In terms of flexibility and maneuverability, each participant does not need to define the same neural network structure, and compared with other federal parameter aggregation schemes, the scheme has more flexibility. In addition, in the process of the federal classification modeling task, the participator can apply for adding or quitting the process of the federal modeling at any time.
In the aspect of training rate and communication rate, compared with other federal parameter aggregation schemes, each participant only needs to transmit and receive each type of federated tag vector after each training is finished under the application scene, and the communication content does not need to perform extra encryption and decryption calculation, so that the training rate and the communication rate of the neural network model are greatly accelerated.
Through the data training artificial neural network shared in the scheme, the training effect of the artificial neural network can be simultaneously guaranteed on the basis of meeting the requirements of communication and transmission complexity of training data.

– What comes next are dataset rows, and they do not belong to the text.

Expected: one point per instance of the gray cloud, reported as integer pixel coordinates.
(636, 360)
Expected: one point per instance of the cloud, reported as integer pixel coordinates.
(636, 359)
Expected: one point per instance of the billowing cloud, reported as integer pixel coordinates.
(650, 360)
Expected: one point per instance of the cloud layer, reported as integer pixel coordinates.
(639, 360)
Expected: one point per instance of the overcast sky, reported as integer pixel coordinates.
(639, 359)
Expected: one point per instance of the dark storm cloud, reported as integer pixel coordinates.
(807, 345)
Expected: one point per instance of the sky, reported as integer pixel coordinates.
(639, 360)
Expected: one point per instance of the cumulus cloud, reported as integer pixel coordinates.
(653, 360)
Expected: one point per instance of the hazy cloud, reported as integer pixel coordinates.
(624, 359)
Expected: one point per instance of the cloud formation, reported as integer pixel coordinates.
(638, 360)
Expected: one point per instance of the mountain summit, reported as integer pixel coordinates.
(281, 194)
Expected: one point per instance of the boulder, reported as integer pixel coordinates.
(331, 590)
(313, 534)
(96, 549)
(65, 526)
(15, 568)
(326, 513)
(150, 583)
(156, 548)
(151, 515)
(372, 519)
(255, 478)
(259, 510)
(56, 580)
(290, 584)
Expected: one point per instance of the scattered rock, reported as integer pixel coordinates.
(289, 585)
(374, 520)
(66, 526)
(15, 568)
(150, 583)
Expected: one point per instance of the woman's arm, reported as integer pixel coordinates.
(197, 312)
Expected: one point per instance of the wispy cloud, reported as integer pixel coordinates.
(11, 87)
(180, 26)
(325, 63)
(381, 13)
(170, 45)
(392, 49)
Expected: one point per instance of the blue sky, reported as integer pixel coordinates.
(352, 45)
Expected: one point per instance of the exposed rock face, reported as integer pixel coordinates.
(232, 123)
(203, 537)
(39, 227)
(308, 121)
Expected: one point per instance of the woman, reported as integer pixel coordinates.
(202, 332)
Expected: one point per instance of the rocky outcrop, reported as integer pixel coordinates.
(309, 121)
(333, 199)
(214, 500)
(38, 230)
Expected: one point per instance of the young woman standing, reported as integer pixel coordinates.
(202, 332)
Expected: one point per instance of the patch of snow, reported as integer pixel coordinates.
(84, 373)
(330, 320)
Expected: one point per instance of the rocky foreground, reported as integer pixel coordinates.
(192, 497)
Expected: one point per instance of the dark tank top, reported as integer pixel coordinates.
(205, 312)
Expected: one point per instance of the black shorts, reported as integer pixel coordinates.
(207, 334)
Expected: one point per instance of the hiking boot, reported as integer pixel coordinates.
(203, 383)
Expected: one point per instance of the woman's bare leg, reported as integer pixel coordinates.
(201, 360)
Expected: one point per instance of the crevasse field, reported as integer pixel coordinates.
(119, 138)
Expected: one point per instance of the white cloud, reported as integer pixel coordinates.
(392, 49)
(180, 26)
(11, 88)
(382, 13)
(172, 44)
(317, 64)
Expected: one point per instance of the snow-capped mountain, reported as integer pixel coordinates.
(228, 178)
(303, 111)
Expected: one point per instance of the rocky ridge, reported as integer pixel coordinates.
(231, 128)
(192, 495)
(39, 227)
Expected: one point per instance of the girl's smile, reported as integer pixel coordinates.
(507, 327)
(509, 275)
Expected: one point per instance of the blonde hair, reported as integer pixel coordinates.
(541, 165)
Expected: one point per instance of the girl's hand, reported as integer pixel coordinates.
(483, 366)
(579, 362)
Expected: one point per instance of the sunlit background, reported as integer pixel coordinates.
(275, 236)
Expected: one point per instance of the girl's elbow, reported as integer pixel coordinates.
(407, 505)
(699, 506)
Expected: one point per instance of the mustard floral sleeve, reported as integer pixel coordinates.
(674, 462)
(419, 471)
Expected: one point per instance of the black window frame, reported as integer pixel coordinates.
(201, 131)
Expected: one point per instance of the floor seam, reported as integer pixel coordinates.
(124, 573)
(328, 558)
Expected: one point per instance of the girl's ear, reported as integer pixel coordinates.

Furthermore, in exemplary embodiments of the present disclosure, a cross-sample federal classification modeling apparatus based on neural networks and knowledge distillation is also provided. Fig. 14 shows a schematic structural diagram of the across-sample federal classification modeling apparatus based on neural network and knowledge distillation, and as shown in fig. 14, the across-sample federal classification modeling apparatus 1400 based on neural network and knowledge distillation may include: a model definition module 1410, a model training module 1420, a vector transmission module 1430, and a training completion module 1440.
Wherein:
the model definition module 1410 is configured to acquire label standard information to be formulated by a federal classification modeling task, and perform structure self-definition and parameter initialization processing on a local neural network model by the federal classification modeling task according to the label standard information and local training data;
the model training module 1420 is configured to train the local neural network model to obtain a prediction label vector of the local training data, and perform knowledge distillation processing on the prediction label vector to obtain a soft label vector of each local category;
the vector sending module 1430 is configured to obtain federal modeling parameters corresponding to the federal classification modeling task and send the local soft label vector of each category to a coordinator according to the federal modeling parameters;
and a training completion module 1440 configured to receive the federal label vector returned by the coordinator according to the soft label vector, and continue to train the local neural network model according to the federal label vector and the local training data, so as to complete training and obtain a federal classification modeling model.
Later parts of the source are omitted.